El próximo presidente se podría encontrar con que el principal hito en política exterior de Obama se haya convertido en una desagradable paradoja: que con el mantenimiento del acuerdo nuclear Estados Unidos sea de facto un socio del imperialismo de la República Islámica. Probablemente no hay un terreno intermedio de guerra fría, un acuerdo de control de armas ejecutable, unido a un potente esfuerzo estadounidense para reducir el aventurismo iraní. Cualquier empeño serio de hacer retroceder a Irán incluirá, como mínimo, sanciones. Probablemente, cualquier nueva sanción de calado haría que el acuerdo nuclear se viniera abajo. Es un dilema del que la parte más poderosa de la élite en política exterior –que apoyó la diplomacia nuclear del presidente Obama y, aun a regañadientes, su acuerdo– no puede escapar.

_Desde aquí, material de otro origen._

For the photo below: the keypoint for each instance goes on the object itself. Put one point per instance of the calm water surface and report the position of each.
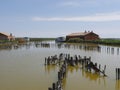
(23, 68)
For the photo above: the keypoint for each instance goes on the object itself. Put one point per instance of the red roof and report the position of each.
(79, 34)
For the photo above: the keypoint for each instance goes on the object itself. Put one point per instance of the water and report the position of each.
(22, 67)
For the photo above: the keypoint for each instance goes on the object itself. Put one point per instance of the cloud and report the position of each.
(101, 17)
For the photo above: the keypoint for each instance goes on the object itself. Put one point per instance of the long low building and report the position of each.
(83, 35)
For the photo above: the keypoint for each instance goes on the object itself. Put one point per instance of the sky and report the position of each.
(55, 18)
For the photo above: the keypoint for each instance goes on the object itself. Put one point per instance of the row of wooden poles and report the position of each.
(66, 60)
(61, 76)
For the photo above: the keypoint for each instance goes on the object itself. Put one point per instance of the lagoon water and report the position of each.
(23, 68)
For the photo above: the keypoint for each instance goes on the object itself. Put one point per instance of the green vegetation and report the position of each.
(101, 41)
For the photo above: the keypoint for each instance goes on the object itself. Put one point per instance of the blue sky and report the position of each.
(53, 18)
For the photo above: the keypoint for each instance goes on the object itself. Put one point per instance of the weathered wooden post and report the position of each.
(45, 60)
(53, 86)
(116, 73)
(104, 69)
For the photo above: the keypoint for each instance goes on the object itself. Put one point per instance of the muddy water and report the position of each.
(22, 67)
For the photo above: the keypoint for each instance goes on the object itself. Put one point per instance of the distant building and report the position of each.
(83, 35)
(60, 39)
(26, 39)
(4, 36)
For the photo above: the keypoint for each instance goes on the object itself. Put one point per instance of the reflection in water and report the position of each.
(49, 68)
(85, 47)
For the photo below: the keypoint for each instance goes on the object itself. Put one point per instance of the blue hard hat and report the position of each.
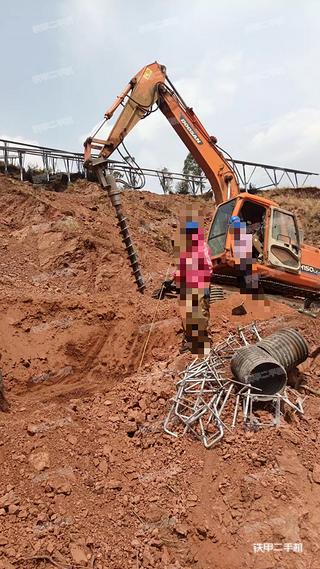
(192, 225)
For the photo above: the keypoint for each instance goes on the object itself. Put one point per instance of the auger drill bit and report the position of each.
(109, 184)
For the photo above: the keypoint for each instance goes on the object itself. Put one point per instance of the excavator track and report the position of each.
(274, 287)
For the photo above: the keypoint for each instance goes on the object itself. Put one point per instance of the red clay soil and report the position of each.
(88, 477)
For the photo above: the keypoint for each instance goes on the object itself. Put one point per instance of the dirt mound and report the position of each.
(88, 477)
(304, 202)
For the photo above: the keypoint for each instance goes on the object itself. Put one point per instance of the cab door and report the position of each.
(283, 249)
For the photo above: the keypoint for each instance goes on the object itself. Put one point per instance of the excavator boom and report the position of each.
(151, 86)
(279, 256)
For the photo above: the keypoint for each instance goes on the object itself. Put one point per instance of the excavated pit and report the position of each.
(88, 477)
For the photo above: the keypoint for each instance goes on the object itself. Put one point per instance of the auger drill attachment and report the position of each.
(108, 184)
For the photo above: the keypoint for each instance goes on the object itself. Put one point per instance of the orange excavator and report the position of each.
(283, 262)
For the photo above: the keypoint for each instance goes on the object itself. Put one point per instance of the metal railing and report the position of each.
(15, 155)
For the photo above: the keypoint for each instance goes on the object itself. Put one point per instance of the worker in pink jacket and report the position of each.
(192, 279)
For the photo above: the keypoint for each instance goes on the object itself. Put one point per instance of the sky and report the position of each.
(250, 70)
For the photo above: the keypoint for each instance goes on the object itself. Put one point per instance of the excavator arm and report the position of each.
(151, 86)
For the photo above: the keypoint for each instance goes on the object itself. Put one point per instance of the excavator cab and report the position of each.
(275, 234)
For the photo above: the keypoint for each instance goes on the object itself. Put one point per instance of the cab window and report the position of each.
(219, 228)
(284, 228)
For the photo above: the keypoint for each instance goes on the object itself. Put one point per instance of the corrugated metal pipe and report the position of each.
(288, 347)
(251, 365)
(265, 364)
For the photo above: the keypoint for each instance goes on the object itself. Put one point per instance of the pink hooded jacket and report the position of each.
(194, 268)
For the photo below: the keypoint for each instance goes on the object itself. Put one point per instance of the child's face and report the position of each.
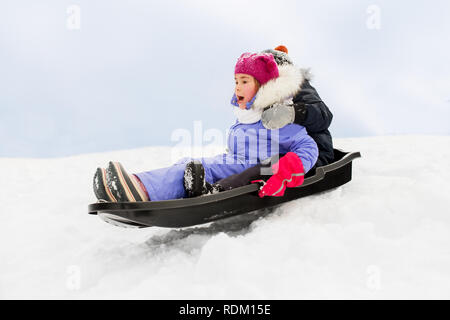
(246, 88)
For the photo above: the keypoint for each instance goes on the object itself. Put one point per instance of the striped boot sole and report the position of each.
(101, 190)
(123, 187)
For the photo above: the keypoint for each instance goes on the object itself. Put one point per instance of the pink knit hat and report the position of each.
(261, 66)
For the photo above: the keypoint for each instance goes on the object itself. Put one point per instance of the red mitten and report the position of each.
(287, 172)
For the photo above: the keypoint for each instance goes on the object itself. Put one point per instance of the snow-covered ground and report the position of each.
(385, 234)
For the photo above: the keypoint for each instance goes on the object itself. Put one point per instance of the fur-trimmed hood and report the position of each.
(286, 86)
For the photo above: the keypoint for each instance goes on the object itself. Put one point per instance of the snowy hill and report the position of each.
(386, 234)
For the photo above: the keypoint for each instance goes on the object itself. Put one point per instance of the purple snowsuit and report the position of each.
(248, 145)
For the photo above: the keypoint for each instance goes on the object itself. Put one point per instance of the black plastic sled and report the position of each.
(192, 211)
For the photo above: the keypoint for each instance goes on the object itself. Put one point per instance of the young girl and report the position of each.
(259, 84)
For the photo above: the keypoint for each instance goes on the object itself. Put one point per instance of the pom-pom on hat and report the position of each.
(280, 55)
(261, 66)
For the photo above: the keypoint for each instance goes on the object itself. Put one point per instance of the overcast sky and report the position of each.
(93, 76)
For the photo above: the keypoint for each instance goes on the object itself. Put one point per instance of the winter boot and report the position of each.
(195, 183)
(125, 187)
(101, 190)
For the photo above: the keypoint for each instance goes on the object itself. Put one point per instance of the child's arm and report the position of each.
(289, 171)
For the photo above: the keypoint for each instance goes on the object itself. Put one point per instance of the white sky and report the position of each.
(136, 71)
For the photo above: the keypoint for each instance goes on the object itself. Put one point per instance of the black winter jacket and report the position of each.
(312, 113)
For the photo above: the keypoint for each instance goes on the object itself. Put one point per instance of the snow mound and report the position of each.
(385, 234)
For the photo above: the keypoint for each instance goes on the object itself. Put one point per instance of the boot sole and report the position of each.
(101, 189)
(122, 185)
(194, 174)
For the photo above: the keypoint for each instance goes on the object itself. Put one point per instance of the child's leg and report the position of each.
(241, 179)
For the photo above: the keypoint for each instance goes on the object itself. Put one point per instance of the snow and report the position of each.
(385, 234)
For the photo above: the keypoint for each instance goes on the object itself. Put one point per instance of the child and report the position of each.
(259, 84)
(306, 109)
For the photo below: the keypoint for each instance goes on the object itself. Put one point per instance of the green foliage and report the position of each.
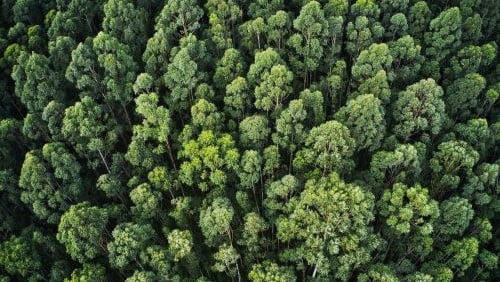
(249, 140)
(364, 117)
(82, 230)
(419, 109)
(328, 225)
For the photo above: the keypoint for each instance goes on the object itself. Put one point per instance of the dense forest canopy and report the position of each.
(249, 140)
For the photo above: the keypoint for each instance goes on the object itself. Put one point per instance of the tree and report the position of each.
(89, 128)
(361, 34)
(370, 61)
(409, 210)
(215, 222)
(274, 88)
(89, 272)
(252, 239)
(311, 27)
(36, 84)
(179, 18)
(329, 212)
(119, 70)
(254, 131)
(476, 133)
(278, 194)
(461, 96)
(18, 256)
(237, 99)
(442, 39)
(400, 165)
(125, 22)
(279, 26)
(456, 214)
(451, 163)
(264, 9)
(407, 60)
(146, 201)
(151, 138)
(328, 148)
(364, 117)
(460, 254)
(263, 62)
(419, 109)
(82, 231)
(419, 17)
(229, 67)
(313, 104)
(50, 181)
(398, 26)
(223, 16)
(209, 161)
(204, 115)
(269, 271)
(290, 132)
(180, 243)
(252, 33)
(226, 260)
(129, 239)
(184, 72)
(379, 272)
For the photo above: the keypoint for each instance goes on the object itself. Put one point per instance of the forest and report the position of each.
(249, 140)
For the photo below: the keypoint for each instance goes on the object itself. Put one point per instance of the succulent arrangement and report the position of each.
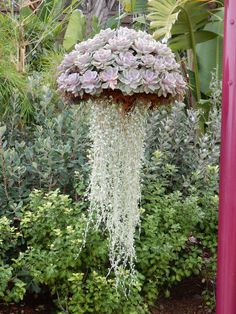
(114, 72)
(121, 61)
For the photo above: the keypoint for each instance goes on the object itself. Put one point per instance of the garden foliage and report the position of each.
(45, 226)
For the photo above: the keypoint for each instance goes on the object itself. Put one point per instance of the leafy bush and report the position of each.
(44, 155)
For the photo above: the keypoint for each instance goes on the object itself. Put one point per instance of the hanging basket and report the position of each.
(119, 71)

Los congresistas republicanos querían mantener el statu quo de 2012: sanciones masivas contra el régimen militar. Sin embargo, se sienten profundamente incómodos a la hora de articular por qué abogarían si las sanciones no se detuvieran en la instalación de centrifugadoras o en los progresos en el reactor de agua pesada de Arak. En los acalorados cruces de palabras que tuvieron lugar durante la acción diplomática nuclear de Obama y los debates congresuales sobre el acuerdo, Obama acusó a los republicanos de no tener una alternativa a su diplomacia salvo la guerra. Columnistas conservadores como Charles Krauthammer y Bret Stephens, ambos firmeshalcones, argumentaron en sus devastadoras críticas de las negociaciones nucleares que la respuesta al presidente y al régimen clerical debía ser más sanciones, y que el presidente estaba planteando una falsa elección entre el acuerdo o la guerra.

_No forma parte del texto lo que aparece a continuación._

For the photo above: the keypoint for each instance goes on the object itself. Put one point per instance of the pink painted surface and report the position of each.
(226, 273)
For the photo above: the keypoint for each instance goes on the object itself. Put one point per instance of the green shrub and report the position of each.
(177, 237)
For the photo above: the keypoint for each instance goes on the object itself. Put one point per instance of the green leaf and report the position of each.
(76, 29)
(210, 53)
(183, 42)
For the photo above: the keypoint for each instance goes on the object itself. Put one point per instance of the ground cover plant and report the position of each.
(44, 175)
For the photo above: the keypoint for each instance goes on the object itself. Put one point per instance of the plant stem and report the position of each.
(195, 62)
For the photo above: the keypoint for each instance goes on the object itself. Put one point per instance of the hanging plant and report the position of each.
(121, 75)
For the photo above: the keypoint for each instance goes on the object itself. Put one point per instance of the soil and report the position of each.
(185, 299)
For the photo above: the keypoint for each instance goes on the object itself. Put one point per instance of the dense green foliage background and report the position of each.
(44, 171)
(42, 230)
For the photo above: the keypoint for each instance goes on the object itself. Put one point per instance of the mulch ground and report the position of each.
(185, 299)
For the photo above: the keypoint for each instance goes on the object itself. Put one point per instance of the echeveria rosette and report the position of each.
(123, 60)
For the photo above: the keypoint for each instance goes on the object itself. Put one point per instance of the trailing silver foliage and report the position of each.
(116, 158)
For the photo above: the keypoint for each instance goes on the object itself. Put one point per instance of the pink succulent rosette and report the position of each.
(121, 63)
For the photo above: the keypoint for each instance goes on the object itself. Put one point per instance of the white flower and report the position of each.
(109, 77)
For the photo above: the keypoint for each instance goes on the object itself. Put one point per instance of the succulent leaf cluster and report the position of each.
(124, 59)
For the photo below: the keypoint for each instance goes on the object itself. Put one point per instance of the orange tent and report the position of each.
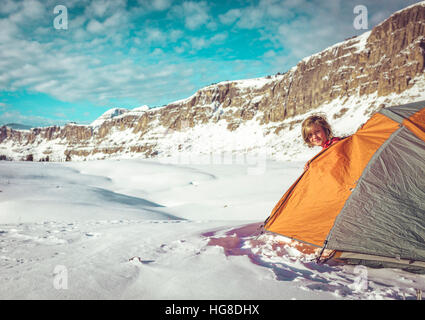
(364, 194)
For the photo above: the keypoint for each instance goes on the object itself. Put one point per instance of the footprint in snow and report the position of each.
(92, 234)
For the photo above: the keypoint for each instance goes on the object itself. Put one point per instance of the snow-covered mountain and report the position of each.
(348, 81)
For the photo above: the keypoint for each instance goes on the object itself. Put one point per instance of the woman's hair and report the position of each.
(318, 120)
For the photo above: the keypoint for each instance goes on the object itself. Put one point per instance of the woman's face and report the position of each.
(317, 135)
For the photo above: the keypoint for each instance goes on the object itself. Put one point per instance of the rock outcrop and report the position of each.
(387, 60)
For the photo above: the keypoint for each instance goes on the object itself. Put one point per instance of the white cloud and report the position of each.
(194, 14)
(230, 16)
(155, 5)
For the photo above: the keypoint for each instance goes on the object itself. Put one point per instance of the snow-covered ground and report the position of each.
(148, 229)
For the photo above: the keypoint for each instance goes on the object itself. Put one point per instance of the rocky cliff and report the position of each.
(351, 79)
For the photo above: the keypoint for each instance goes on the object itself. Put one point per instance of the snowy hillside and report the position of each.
(143, 229)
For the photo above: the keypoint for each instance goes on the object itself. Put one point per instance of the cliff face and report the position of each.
(367, 69)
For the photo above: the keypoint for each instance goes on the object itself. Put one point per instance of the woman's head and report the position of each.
(316, 130)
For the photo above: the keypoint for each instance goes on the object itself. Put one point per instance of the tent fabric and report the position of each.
(308, 210)
(364, 194)
(399, 113)
(388, 204)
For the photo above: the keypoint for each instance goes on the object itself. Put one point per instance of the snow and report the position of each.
(150, 229)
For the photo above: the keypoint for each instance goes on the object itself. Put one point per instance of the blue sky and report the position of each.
(128, 53)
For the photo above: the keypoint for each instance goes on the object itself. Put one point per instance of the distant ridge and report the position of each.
(18, 126)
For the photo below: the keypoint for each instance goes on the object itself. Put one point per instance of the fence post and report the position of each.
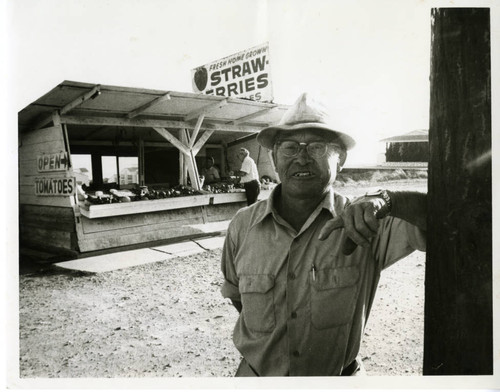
(458, 332)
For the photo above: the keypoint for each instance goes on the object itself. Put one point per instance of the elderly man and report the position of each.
(302, 267)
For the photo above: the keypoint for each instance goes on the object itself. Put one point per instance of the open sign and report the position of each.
(52, 162)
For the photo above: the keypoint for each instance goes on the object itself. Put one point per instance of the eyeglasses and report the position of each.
(291, 148)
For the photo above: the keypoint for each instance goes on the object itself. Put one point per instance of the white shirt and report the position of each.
(248, 166)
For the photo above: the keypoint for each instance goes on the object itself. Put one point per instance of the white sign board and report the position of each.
(57, 161)
(55, 186)
(245, 74)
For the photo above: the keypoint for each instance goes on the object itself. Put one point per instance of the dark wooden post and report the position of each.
(458, 333)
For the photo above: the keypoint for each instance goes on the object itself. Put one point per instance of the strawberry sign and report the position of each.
(242, 75)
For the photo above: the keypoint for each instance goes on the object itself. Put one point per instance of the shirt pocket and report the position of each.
(333, 296)
(258, 302)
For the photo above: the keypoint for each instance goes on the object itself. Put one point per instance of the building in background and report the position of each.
(411, 147)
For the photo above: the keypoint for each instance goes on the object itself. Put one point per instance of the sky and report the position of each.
(368, 61)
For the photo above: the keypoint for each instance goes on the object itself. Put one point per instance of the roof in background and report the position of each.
(421, 135)
(90, 105)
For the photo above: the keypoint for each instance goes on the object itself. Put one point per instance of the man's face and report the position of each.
(305, 176)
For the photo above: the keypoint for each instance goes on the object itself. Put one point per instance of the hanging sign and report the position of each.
(55, 186)
(246, 74)
(57, 161)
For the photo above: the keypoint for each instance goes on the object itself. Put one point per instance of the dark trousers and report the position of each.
(252, 190)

Es posible. Por tendencioso que haya podido ser el presidente, la guerra siempre ha sido la amenaza que ha hecho creíbles las sanciones. Que los conservadores militaristas se alejaran de esa verdad –que los ataques preventivos podrían ser perfectamente necesarios para abordar el desafío nuclear de los mulás– demuestra que probablemente la mayoría de los congresistas republicanos estaba de acuerdo con Obama: la guerra no era una opción.

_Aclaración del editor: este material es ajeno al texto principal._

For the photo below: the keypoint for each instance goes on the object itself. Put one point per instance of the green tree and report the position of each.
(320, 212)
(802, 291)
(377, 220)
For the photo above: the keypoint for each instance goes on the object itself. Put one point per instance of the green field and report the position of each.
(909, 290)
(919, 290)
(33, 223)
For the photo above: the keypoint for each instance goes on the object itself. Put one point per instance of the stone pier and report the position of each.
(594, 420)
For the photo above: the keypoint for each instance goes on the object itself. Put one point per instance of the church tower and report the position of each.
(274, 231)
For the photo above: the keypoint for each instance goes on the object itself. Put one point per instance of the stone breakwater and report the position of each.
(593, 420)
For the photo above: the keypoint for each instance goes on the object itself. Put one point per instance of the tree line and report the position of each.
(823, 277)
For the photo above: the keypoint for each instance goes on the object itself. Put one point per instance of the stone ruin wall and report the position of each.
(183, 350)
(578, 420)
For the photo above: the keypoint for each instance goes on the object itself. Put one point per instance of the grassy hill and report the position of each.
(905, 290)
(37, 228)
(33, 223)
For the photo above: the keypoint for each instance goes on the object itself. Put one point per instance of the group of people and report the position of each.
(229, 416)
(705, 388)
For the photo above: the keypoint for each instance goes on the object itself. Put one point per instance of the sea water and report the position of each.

No importa ahora si los defensores de las sanciones tenían razón o no sobre si Jamenei, los Cuerpos de la Guardia Revolucionaria y Ruhaní habrían renunciado al programa de armas nucleares a causa de los apuros económicos. Lo que debería ser cristalino es que el nivel de dificultades económicas alcanzado en 2012 –cuando Irán se enfrentó a una grave crisis de liquidez, los europeos impusieron un embargo sobre el petróleo iraní y Obama empezó las reuniones secretas entre Estados Unidos e Irán en Omán– no se alcanzará de nuevo, salvo que un presidente americano pueda de algún modo persuadir a los europeos de que lo acepten. La avaricia europea, negada una vez mediante la iniciativa del embargo –una acción diplomática asombrosa y contra natura desde el punto de vista histórico–, encabezada por los franceses y los británicos, es una fuerza poderosa. Es improbable que vuelva aquello a lo que renunció Obama.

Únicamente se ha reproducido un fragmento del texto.